Parasite Economy?
The financialization of the economy has brought about patterns of inequality, cultural and social change. Underpinning these changes is a particular shift in how capital is intermediated. The success of the financial sector has led to the failing of the ‘real economy’, existing of companies and individuals that produce goods and services which add real value to the economy.
A great metaphor is made by M. Hudson, who compares the financialization of the economy with how parasites control a host’s brain.
“The most important aspect of parasitism is the need for parasites to control the host’s brain. In nature, a parasite first dulls the host’s awareness that it is under attack. Then, the ‘free-luncher’ produces enzymes that control the host’s brain and make it think that it should protect the parasite — that the outsider is part of its own body, a crucial part of it which needs special protection. The financial sector resembles something similar by pretending to be part of the industrial production-and-consumption economy. In general, this means that most of the products and services offered by financial institutions are not contributing to — or representing — production as we know it. These goods and services exist outside of the real economy but extract (feed on) profits, which are originating from the real economy”[1].
Financialization is defined as ”the increasing role of financial motives, financial markets, commercial actors and financial institutions in the operation of the domestic and international economies” [2]. Power ultimately tends to flow towards the lenders (wealthy individuals, banks and financial institutions). In the end, the borrowers lose control of their systems — which become fundamentally less democratic.

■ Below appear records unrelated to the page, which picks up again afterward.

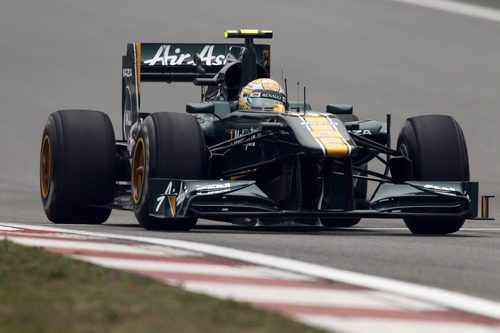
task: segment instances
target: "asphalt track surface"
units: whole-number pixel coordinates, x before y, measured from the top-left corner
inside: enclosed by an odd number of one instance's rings
[[[409,116],[454,116],[472,178],[498,195],[498,22],[388,0],[3,0],[0,221],[49,224],[38,194],[38,157],[51,112],[102,110],[120,135],[127,42],[224,42],[225,29],[245,27],[274,31],[273,76],[283,69],[289,82],[307,85],[313,108],[352,103],[360,118],[380,120],[391,113],[393,143]],[[147,85],[143,109],[180,112],[198,96],[190,84]],[[491,202],[497,221],[467,222],[445,237],[412,236],[400,220],[330,230],[201,221],[189,233],[149,232],[123,212],[104,225],[62,227],[206,242],[500,301],[499,203]]]

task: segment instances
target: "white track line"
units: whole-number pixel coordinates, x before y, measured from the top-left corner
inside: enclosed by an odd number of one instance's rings
[[[311,281],[309,276],[260,266],[227,266],[215,264],[194,264],[176,262],[158,262],[122,258],[98,258],[92,256],[73,256],[96,265],[137,271],[177,272],[192,274],[211,274],[220,276],[249,277],[262,279],[288,279],[292,281]]]
[[[125,244],[105,244],[105,243],[91,243],[91,242],[75,242],[69,239],[42,239],[32,237],[20,237],[21,235],[9,235],[9,240],[27,246],[38,247],[53,247],[53,248],[71,248],[75,250],[95,250],[95,251],[108,251],[108,252],[121,252],[133,254],[151,254],[152,250],[141,249]],[[157,254],[164,254],[158,252]]]
[[[500,10],[495,8],[483,7],[483,6],[450,1],[450,0],[391,0],[391,1],[437,9],[448,13],[465,15],[488,21],[500,22]]]
[[[210,282],[187,281],[182,286],[191,291],[208,294],[218,298],[231,298],[244,302],[271,302],[283,304],[302,304],[336,306],[349,308],[374,308],[379,310],[442,311],[429,303],[421,303],[400,296],[387,296],[379,291],[354,291],[320,288],[257,286],[225,283],[214,286]],[[293,290],[293,292],[292,292]]]
[[[437,305],[458,309],[470,313],[475,313],[495,319],[500,319],[500,303],[482,299],[479,297],[460,294],[434,287],[421,286],[410,282],[397,281],[389,278],[372,276],[350,272],[346,270],[306,263],[294,259],[280,258],[267,254],[252,253],[222,246],[209,245],[197,242],[189,242],[175,239],[162,239],[152,237],[139,237],[130,235],[117,235],[100,232],[88,232],[80,230],[70,230],[62,228],[34,226],[26,224],[2,223],[9,227],[19,227],[33,230],[59,231],[86,236],[104,237],[110,239],[126,239],[138,242],[157,244],[180,248],[189,251],[198,251],[214,256],[231,258],[246,261],[257,265],[263,265],[282,269],[289,272],[314,276],[327,280],[344,282],[365,288],[386,291],[401,296],[410,297],[422,301],[431,302]]]
[[[18,231],[19,228],[11,228],[11,227],[4,227],[4,226],[1,226],[0,227],[0,231]]]

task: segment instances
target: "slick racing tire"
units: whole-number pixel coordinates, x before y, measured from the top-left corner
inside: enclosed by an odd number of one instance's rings
[[[40,193],[55,223],[105,222],[115,183],[115,137],[109,117],[99,111],[52,113],[43,130]]]
[[[132,198],[139,223],[151,230],[189,230],[195,217],[150,216],[149,178],[205,179],[205,137],[196,118],[185,113],[161,112],[141,124],[132,155]]]
[[[412,161],[410,180],[469,180],[469,158],[465,138],[460,125],[450,116],[425,115],[408,118],[399,134],[397,147]],[[404,221],[414,234],[444,235],[458,231],[465,218],[438,220],[408,217]]]

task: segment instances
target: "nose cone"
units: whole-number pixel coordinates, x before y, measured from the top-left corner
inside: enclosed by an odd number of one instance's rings
[[[288,115],[297,140],[313,155],[342,158],[356,149],[344,124],[334,115],[318,112]]]

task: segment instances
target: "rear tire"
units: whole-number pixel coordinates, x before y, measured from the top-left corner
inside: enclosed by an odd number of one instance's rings
[[[109,117],[99,111],[52,113],[43,130],[40,192],[54,223],[105,222],[115,182],[115,137]]]
[[[450,116],[408,118],[399,134],[397,146],[412,161],[412,176],[409,180],[469,180],[465,138],[460,125]],[[465,219],[408,217],[404,221],[414,234],[443,235],[458,231]]]
[[[132,196],[139,223],[151,230],[189,230],[196,218],[150,216],[149,178],[205,179],[205,137],[193,116],[184,113],[153,113],[141,125],[132,157]],[[143,174],[138,173],[142,167]]]

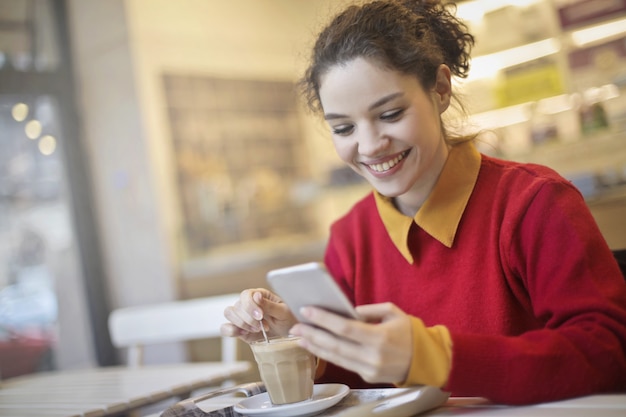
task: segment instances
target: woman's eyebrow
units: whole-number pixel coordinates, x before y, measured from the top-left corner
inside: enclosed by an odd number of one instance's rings
[[[374,110],[377,107],[380,107],[388,102],[390,102],[391,100],[398,98],[400,96],[404,95],[404,93],[402,91],[398,91],[397,93],[391,93],[389,95],[386,95],[378,100],[376,100],[374,103],[372,103],[367,109],[369,111]],[[343,114],[338,114],[338,113],[326,113],[324,114],[324,119],[325,120],[333,120],[333,119],[343,119],[346,118],[348,116],[343,115]]]
[[[333,119],[345,119],[348,116],[337,113],[326,113],[324,114],[324,120],[333,120]]]
[[[368,110],[370,110],[370,111],[371,111],[371,110],[374,110],[376,107],[380,107],[380,106],[382,106],[383,104],[386,104],[386,103],[390,102],[391,100],[393,100],[393,99],[395,99],[395,98],[397,98],[397,97],[400,97],[400,96],[402,96],[402,95],[404,95],[404,93],[403,93],[402,91],[398,91],[397,93],[391,93],[391,94],[386,95],[385,97],[383,97],[383,98],[381,98],[381,99],[379,99],[379,100],[376,100],[376,101],[375,101],[375,102],[374,102],[371,106],[369,106],[367,109],[368,109]]]

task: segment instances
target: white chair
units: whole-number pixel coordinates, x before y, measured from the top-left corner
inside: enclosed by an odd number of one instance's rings
[[[111,341],[128,349],[129,366],[140,366],[145,345],[221,337],[221,360],[235,362],[237,339],[222,337],[220,326],[224,309],[238,299],[239,294],[226,294],[120,308],[109,315]]]

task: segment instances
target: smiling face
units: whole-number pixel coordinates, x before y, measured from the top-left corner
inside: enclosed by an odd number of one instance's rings
[[[339,157],[413,215],[448,155],[440,116],[450,103],[449,69],[441,65],[425,91],[416,77],[358,58],[332,67],[319,96]]]

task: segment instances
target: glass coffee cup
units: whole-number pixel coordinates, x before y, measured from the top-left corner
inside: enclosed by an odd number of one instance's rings
[[[290,404],[313,396],[316,358],[285,336],[252,342],[250,348],[272,404]]]

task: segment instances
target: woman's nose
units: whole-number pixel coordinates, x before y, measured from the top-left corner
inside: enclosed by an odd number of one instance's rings
[[[365,156],[380,155],[389,145],[389,138],[376,129],[363,129],[358,139],[359,154]]]

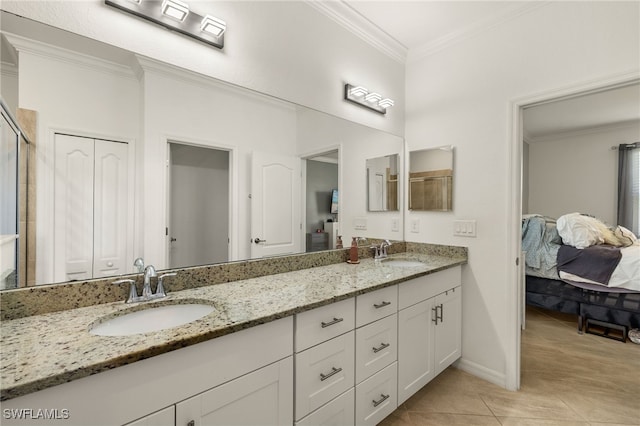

One of the topics which are frequently associated with financialization is increasing economic inequality. Research has shown that the phenomenon of growing financialization further boosts income inequality. Revenues from financial investments are, for the most part, not reinvested in the businesses that make up the bedrock of the real economy. One of the consequences is that wages of workers stagnate and wage-earners are ever more indebted [3]. Also, most of the returns made by the financial sector go to the concentrated financially prosperous, further driving inequality in society.
This trend has essentially turned the United States from a nation of savers into a nation of borrowers. Personal savings are declining, and consumer debt is replacing the gap that is created by stagnant or declining income (versus the ever-increasing cost of living). Economic polarization on a bigger scale is occurring between creditor and debtor nations on the international level. The Eurozone, for example, is being divided with Germany, Netherlands, Norway, Sweden, Switzerland in the creditor camp, while Greece, Spain, Portugal, Ireland, and Italy are sinking deeper into debt, unemployment and austerity — followed by social unrest, emigration and or capital flight.
Western countries used to have a booming real economy that went through periods of industrialization and expansion, flourished with a thriving middle class. Research and development enabled the development of new technologies, which increased the productivity of the labor force, resulted in higher wages and generally created a more prosperous economy. This thriving economy slowed down significantly once the process of financialization began. In the last decades, a considerable amount of (intellectual) energy went into the optimization of financial engineering. In turn, financial engineering has — for the most part — led to a stressed, over-indebted and fragile system, where profits are made mainly in the financial sector. If only finance took back its supporting role, in the background, facilitating the development of the “real”, physical economy, it would have been a different story altogether. Will it truly take a major crisis, for finance to abdicate, and relinquish its leading role in the global economy?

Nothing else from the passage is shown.